Image – Canva.
  • CoreLogic's Tim Lawless recently reviewed how to read a housing market peak
  • Duration and severity is influenced by a range of factors
  • Notably, Perth and Darwin's housing markets are yet to reach previous peaks

Recently, Tim Lawless from CoreLogic highlighted how to read a housing market, especially in terms of where the market peak is.

Often the main sign of a market that has peaked is the monthly declines in growth rates.

Factors that can determine if a market peak will occur includes policy decisions such as interest rates and credit availability, market factor such as affordability and stock levels, along with macroeconomic factors such as wages growth and general labour market conditions.

But, what happens following a market peak?
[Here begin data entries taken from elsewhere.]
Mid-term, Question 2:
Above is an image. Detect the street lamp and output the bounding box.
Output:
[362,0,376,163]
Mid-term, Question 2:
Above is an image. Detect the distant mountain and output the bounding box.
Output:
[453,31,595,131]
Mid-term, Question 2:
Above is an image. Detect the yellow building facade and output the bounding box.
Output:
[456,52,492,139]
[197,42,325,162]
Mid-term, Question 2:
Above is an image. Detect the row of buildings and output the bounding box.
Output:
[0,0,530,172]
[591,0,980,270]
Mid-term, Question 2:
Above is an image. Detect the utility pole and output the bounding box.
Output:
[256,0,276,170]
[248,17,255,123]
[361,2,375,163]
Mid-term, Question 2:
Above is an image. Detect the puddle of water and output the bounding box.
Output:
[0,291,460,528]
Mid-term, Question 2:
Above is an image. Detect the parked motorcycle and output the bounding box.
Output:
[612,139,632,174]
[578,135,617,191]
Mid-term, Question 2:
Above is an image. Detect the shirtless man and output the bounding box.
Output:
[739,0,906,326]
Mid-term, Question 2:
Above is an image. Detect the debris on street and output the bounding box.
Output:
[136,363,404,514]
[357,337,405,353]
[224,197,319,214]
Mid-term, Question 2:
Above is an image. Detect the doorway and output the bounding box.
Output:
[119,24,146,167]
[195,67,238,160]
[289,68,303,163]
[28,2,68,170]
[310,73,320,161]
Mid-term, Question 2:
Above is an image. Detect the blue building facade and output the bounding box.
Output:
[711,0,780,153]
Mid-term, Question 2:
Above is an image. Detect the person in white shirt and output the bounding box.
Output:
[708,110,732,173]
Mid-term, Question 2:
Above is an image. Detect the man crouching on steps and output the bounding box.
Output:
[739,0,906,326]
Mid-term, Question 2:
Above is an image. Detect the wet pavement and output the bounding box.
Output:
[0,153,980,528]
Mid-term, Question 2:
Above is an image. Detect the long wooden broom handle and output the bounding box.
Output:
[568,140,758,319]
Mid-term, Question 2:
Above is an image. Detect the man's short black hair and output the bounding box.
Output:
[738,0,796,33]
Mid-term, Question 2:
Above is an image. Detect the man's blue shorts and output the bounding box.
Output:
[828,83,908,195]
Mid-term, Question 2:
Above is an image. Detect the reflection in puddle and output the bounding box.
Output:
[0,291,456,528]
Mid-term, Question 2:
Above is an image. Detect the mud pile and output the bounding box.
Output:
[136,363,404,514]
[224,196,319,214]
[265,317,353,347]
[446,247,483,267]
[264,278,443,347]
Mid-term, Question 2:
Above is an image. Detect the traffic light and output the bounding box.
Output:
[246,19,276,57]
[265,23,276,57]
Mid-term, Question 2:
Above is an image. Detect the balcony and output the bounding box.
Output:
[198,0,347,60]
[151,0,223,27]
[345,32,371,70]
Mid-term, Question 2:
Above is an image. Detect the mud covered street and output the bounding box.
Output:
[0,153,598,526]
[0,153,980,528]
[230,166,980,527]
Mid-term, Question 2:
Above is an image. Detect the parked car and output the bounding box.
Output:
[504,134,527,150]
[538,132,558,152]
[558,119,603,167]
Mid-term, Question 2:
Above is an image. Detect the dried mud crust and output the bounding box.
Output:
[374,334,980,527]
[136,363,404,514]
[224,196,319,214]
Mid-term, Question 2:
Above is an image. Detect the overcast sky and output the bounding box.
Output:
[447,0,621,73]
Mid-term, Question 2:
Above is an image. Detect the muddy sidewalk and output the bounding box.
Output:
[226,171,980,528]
Back to the trough and start again?

It’s more complicated than that.

“Once a market peaks, the typical trend is that values will experience a period of decline,” Mr Lawless said.

“The duration and severity of the decline is dependent on a broad range of both macro and micro factors.”

Tim Lawless, CoreLogic

Historic periods of decline to trough, National

periods of decline to torugh
Source: CoreLogic.

Since the late 1980s, downturns have ranged from a 1% peak to trough decline – which occurred amid the first credit tightening via APRA’s 10% limit on lending – to the much more significant 8.4% decline that occurred after further tightening during 2017-19.

Historically, the most severe downturns across the capital cities have occurred after periods of exuberance, most notably the mining boom that ended in the early 2010s, which severely impacted the Perth and Darwin markets.

House prices in Perth fell by 20% over 64 months from a peak in June 2014 to hitting the floor in October 2019.

Darwin fell by even more; 32.7% over the 69 months between May 2014 to February 2020.

However, both downturns were followed by a significant upswing in values, a trend that also occurs on a national scale as evident by the below graph.

Historic periods of decline to recovery, National

periods of decline to recovery
Source: CoreLogic.

Asking property prices yet to peak in Perth and Darwin

However, when analysing weekly asking property prices from SQM Research, it should be noted that neither the Perth or Darwin markets have reached their previous peaks.

In January 2014, asking prices in Perth reached a record $771,283 for houses. As of this month, they are at $712,580 – the highest level since early 2016 yet nowhere near the peak level.

Likewise, asking prices for units is currently just over $400,000 – below the 2013 peak just shy of $470,000.


In Darwin, the housing market peaked far earlier, with weekly asking prices of $728,000 recorded for houses in May 2010.


As of this month, weekly asking house prices are now at $651,972.

After peaking in January 2010 at $537,047, weekly asking prices for units have been on the decline too. After troughing at $307,384 in January 2020, unit prices are still only at $375,508 – far, far below the peak.